AMD: 'Bobcat' smaller, faster than Intel's Atom
Netbooks. Not servers. For now
The Bulldozer cores will also get that performance boost from a new twist on the turbo functions used by Intel and IBM in their respective Core/Xeon and Power6/7 processors, which allow a core to crank up its clock speed when other cores on the chip are not being used.
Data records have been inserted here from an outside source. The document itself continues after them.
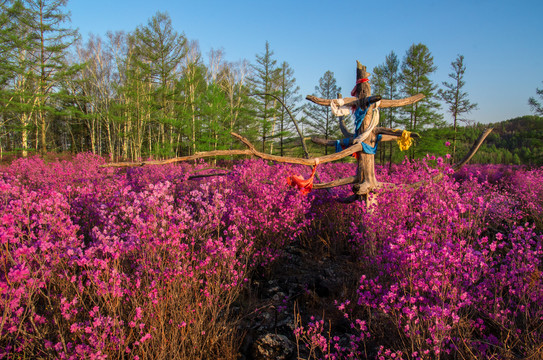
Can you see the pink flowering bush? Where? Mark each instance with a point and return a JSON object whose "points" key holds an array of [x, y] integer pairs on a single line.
{"points": [[448, 269], [139, 263]]}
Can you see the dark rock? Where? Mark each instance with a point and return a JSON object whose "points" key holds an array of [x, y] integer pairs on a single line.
{"points": [[273, 346]]}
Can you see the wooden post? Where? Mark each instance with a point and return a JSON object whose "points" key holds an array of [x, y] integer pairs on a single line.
{"points": [[366, 162]]}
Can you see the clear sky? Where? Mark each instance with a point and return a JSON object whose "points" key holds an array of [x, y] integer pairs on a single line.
{"points": [[501, 40]]}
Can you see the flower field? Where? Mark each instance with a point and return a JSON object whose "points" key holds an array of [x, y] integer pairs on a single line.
{"points": [[150, 263]]}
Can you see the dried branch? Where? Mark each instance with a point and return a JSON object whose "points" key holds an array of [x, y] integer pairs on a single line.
{"points": [[385, 103], [250, 151], [339, 182]]}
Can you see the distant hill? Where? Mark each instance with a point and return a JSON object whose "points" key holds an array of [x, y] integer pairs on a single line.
{"points": [[515, 141]]}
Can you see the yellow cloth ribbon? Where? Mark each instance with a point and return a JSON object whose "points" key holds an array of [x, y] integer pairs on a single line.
{"points": [[405, 141]]}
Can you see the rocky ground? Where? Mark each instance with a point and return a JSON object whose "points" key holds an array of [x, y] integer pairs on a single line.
{"points": [[305, 283]]}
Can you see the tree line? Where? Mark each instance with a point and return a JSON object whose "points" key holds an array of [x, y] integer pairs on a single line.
{"points": [[150, 92]]}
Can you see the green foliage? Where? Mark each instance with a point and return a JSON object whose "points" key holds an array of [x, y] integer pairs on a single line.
{"points": [[417, 66], [535, 104], [320, 119], [517, 141]]}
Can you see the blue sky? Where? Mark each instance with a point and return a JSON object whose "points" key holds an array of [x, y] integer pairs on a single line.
{"points": [[501, 40]]}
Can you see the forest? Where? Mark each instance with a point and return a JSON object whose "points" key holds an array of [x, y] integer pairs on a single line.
{"points": [[150, 93], [106, 256]]}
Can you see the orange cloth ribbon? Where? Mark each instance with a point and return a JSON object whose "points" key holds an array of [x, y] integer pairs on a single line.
{"points": [[305, 186]]}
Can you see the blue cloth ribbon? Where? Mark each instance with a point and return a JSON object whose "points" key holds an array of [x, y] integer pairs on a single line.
{"points": [[342, 144], [359, 116], [371, 149]]}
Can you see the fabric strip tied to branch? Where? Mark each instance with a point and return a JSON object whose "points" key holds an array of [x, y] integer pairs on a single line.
{"points": [[305, 186]]}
Fruehe would not say how this turbo function will work, but said it would be more elegant than what has been done to date and that it will work dynamically, boosting performance or cutting it back as conditions on the system dictate.
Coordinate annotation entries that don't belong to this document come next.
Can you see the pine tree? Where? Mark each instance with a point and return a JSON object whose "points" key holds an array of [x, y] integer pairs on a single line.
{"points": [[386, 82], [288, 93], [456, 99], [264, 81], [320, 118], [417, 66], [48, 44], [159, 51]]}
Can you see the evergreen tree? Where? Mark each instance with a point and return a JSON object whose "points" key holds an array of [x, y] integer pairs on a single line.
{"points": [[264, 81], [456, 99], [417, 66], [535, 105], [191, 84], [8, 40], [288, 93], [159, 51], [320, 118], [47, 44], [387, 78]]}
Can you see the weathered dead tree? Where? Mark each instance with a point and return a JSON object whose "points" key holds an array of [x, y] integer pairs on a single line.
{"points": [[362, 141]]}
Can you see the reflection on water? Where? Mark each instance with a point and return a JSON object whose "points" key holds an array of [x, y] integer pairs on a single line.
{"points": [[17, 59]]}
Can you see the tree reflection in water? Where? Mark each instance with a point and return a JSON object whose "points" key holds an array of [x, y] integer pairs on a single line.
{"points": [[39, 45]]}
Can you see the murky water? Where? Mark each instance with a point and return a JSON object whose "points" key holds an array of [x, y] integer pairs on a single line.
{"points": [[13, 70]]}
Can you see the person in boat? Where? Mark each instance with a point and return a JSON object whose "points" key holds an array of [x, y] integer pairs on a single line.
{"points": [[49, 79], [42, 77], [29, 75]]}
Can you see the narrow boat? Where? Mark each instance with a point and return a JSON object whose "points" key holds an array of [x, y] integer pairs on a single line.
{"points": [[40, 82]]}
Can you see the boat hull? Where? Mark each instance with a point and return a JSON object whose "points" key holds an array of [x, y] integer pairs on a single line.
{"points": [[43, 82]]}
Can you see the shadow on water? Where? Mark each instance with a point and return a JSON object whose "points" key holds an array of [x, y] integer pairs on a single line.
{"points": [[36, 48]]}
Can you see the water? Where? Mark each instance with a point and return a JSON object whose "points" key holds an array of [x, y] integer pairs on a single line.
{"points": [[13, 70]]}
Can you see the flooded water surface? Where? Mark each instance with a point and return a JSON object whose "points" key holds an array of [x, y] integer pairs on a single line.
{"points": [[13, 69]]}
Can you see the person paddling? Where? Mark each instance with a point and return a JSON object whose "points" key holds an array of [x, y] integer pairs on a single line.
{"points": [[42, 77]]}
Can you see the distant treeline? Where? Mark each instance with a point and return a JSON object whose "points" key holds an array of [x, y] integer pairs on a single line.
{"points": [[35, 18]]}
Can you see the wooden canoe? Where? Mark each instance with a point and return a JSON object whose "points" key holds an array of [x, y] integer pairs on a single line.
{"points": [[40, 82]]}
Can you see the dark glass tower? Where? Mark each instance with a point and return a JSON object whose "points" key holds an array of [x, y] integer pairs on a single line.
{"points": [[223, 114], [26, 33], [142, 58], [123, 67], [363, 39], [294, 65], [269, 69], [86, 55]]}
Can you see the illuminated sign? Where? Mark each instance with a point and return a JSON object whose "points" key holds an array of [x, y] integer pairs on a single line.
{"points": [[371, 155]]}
Fruehe reiterated AMD's disdain for HyperThreading and any kind of simultaneous multithreading, contending that its approach of sharing certain components and yet having two real integer and floating point units (instead of virtual ones) was better for a lot of workloads. "Having 16 threads running on 16 cores is better than trying to cram 16 threads onto eight cores," Fruehe says emphatically.
The logical layout of the Valencia Opteron processor.
When pressed about how far this modular approach with the Bulldozer cores can go, Fruehe was not giving away much information, but did confirm that scaling the modules beyond 16 cores is "doable." It had better be, and with 32 nanometer wafer baking processes if AMD wants to keep on the Moore's Law curve and do a better job of keeping pace with rival Intel.
The first Bulldozers - presumably the high-end Interlagos parts - will sample at the end of this year to OEM partners in the server and workstation rackets, says Fruehe, and as the year goes on and AMD gets a better sense of how the 32 nanometer processes are working out at GlobalFoundries, it will provide some more precise launch dates for the Interlagos and Valencia Bulldozers. It seems likely that the pricier Interlagos parts that plug into the G34 sockets will come first, followed by a quarter or so by the Valencia parts that plug into the C32 sockets.
The "Zambezi" variant of the Bulldozer chip, aimed at the enthusiast desktop PC space as El Reg reported back in November 2009, is expected in 2011 as well. The Zambezi part is expected to come with four or eight cores and fit into an AM3 socket.
With the Bobcat cores for notebooks and netbooks, AMD is taking a K8 core and tweaking the heck out of it. Greg Hoepper, corporate vice president of design engineering who has managed the Bobcat design, says that the Bobcat core (which is a true, isolated core that does not share components) is "quite small" and that you could, in theory, put an "enormous number of these on a single die" if you wanted to. The early Bobcat implementations will put two cores on a die, with core counts going up form there.
While Hoepper is not giving out feeds and speeds on the chips, he did say this: "Bobcat is smaller than a single core Atom chip, and it has higher performance."
The Bobcat may be based heavily on the K8 core, but it doesn't cut any corners and has fully out-of-order execution of its instructions. The core sports a new set of logic for branch prediction. It supports the SSE1-3 SIMD instructions as well as the AMD-V virtualization extensions and the full AMD64 64-bit instruction set.
The Bobcat chip has 32 KB of L1 instruction cache that sits in front of the fetch and decode units. Below that are the integer, floating point, and address schedulers. The integer unit has two pipes, a load unit, and a store unit, and 32 KB of L1 data cache, while the floating point unit sits off to the side. Both the integer and floating point units share an on-chip L2 cache.